In October, the University announced that while applicants can still answer the same optional question on the Common Application, their responses self-reporting race or ethnicity will not be accessible by admissions officers involved in the selection process.
The University has not yet released a full profile of the Class of 2028, the first class admitted after the Supreme Court decision, but plans to do so in August. This profile will include the racial makeup of the incoming class.
Most recently, Biden’s foreign policy surrounding the war in Gaza has impacted student life. While protesters’ demands have focused on University policy — specifically that the University divest from weapons manufacturers — protesters have used chants condemning Biden’s support to Israel such as “Biden, Biden, you can’t hide, you’re committing genocide” and “Biden, Biden, how many kids did you kill today?” throughout the protests and encampments of recent months.
In late April, the White House addressed the protests at Universities around the country and denounced antisemitism on college campuses, but did not name Yale or other universities directly.
“While every American has the right to peaceful protest, calls for violence and physical intimidation targeting Jewish students and the Jewish community are blatantly Antisemitic, unconscionable, and dangerous,” said the statement from deputy White House press secretary Andrew Bates.
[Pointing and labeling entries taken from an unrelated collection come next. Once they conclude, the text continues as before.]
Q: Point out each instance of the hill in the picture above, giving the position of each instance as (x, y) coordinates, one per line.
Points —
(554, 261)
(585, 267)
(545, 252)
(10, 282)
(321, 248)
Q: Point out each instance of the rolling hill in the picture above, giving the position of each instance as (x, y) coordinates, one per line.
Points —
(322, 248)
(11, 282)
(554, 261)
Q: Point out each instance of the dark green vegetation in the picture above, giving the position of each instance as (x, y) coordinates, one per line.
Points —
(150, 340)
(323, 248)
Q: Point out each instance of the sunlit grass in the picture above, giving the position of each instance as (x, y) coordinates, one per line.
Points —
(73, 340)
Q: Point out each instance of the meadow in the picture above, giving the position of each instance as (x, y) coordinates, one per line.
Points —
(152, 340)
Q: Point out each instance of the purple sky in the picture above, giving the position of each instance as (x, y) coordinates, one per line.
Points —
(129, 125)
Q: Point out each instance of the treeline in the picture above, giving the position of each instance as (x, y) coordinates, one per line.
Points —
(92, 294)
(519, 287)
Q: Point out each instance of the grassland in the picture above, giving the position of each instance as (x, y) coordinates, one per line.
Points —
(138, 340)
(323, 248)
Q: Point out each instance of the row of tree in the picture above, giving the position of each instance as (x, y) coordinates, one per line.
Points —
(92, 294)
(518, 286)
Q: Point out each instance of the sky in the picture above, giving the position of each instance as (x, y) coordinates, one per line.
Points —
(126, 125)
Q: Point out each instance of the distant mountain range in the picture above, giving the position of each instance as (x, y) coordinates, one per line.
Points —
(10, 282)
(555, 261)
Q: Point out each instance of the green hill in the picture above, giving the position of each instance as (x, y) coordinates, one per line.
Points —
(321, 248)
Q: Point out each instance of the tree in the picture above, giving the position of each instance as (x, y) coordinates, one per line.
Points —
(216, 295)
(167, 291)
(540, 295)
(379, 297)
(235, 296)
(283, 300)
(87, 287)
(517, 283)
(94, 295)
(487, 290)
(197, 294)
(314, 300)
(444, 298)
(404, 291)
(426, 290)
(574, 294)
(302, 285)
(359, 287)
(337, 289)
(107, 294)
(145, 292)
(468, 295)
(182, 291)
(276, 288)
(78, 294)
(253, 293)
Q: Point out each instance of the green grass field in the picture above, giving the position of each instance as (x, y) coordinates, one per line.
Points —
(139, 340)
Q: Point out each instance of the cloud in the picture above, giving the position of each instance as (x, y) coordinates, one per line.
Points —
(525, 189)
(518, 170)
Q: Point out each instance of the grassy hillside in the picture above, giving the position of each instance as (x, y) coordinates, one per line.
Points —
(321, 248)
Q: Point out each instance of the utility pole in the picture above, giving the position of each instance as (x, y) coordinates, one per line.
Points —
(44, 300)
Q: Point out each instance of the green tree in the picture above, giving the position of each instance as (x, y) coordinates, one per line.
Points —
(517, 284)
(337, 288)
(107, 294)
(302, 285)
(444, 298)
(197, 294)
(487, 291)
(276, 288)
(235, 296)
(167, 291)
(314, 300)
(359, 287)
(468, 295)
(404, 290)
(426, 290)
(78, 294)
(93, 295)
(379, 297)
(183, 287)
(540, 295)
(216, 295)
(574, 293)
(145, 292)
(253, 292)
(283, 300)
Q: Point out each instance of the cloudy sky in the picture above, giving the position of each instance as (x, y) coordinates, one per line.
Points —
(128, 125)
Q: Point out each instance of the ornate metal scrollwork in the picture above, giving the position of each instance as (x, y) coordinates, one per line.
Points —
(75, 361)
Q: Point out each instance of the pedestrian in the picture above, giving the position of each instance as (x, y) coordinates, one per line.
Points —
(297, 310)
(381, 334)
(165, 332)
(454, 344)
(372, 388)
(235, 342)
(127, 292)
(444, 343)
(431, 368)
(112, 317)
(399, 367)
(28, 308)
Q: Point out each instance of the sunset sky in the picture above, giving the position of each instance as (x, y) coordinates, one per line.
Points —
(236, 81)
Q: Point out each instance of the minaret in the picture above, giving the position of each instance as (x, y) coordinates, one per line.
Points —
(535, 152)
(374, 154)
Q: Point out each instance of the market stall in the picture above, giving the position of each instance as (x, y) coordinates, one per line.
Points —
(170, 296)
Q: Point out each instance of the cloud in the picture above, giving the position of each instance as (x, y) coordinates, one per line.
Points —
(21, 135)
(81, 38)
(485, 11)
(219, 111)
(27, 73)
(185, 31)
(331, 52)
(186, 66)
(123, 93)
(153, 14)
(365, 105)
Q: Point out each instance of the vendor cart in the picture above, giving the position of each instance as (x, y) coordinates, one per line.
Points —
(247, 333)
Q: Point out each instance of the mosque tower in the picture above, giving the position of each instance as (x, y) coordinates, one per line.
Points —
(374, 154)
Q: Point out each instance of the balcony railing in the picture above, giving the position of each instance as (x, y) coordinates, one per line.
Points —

On May 2, Biden himself condemned the students and other protesters, saying “there’s the right to protest, but not the right to cause chaos.” In this televised statement, the president also rejected Republican support for calling the National Guard to subdue protests at universities across the country.
Campus groups have yet to fully start gearing up for the next election cycle. At a YCC election debate though, incoming YCC president and vice-president Mimi Papathanasopoulos ’26 and Esha Garg ’26 promised to work on allowing Dean’s Extensions and excused absences on voting day “so that students actually can go out and be civically engaged,” per Papathanasopoulos.
Garg added that they would work with YaleVotes and other student organizations on outreach and also use the YCC funding to make sure all students who vote absentee have access to necessary materials, like stamps and envelopes.
The 2024 presidential election will occur on Tuesday, Nov. 5.